The Dakota Access Pipeline and the Keystone XL Pipeline have both faced numerous hurdles in recent years as they moved toward completion. And while both have received renewed support since the November elections, neither pipeline has a smooth path ahead of it.

Dakota Access Pipeline

Constant protests along a portion of the proposed route of the Dakota Access Pipeline (DAP) made national headlines last year. In the end, the pipeline was completed, and it now transports oil more than 1,100 miles from North Dakota down to Illinois.

The major sticking point was the pipeline moving under Lake Oahe, the source of water for Native American groups in the area. After months of protests, the pipeline was completed along the proposed route.

Even through oil is now flowing freely, the pipeline is facing a new challenge, once again in the courts. Earlier this week a federal judge ruled that when the Trump administration approved the pipeline, it did not follow the required environmental procedures. The ruling will begin a new set of court dates and require officials to provide more analyses on the environmental impact of the pipeline.

The pipeline will continue to operate as normal, moving approximately 54,000 barrels of oil a day. However, the possibility remains that the pipeline could be shut down depending on how a judge perceives the follow-up analyses.

Keystone XL Pipeline

Nebraska Sandhills. By Ammodramus, via Wikimedia Commons

Similar to the DAP, the Keystone XL Pipeline system, was given a second life following the elections when President Trump approved the proposed pipeline portion that would travel from Canada to Nebraska.

Following the approval that overturned former President Obama’s denial of the Nebraska portion of the pipeline, several environmental groups have sued the Trump administration.

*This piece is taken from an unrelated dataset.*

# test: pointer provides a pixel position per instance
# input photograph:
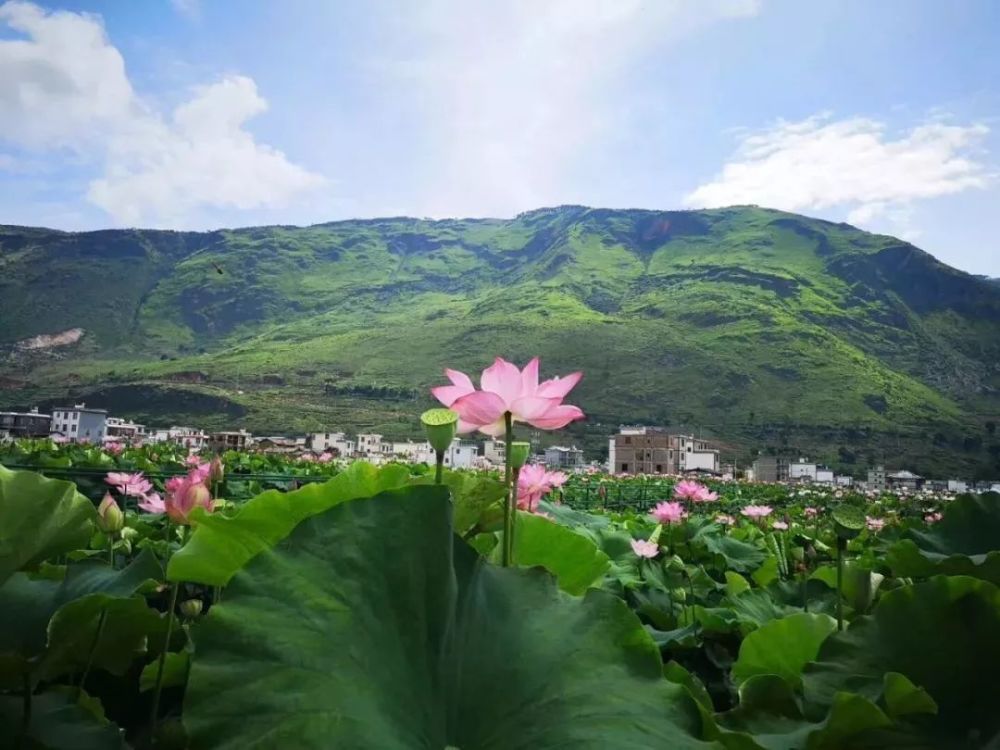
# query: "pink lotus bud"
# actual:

In addition, the pipeline must still get one more permit from the state of Nebraska.

Many residents, farmers, and environmentalists are opposed to the pipeline because it would cross the Sandhills, prairie land that is important for Native Americans living in the area that also provides water to many farms. The Ogalla Aquifer is filled from water from the Sandhills, and the aquifer is used by nearly a third of the crops planted in the United States.

While opponents believe they can show how the pipeline is a danger to the water supply, TransCanada could be ordered by the Court to instead use land that is already housing another portion of the system. The pipeline would still be completed, but along a slightly different route.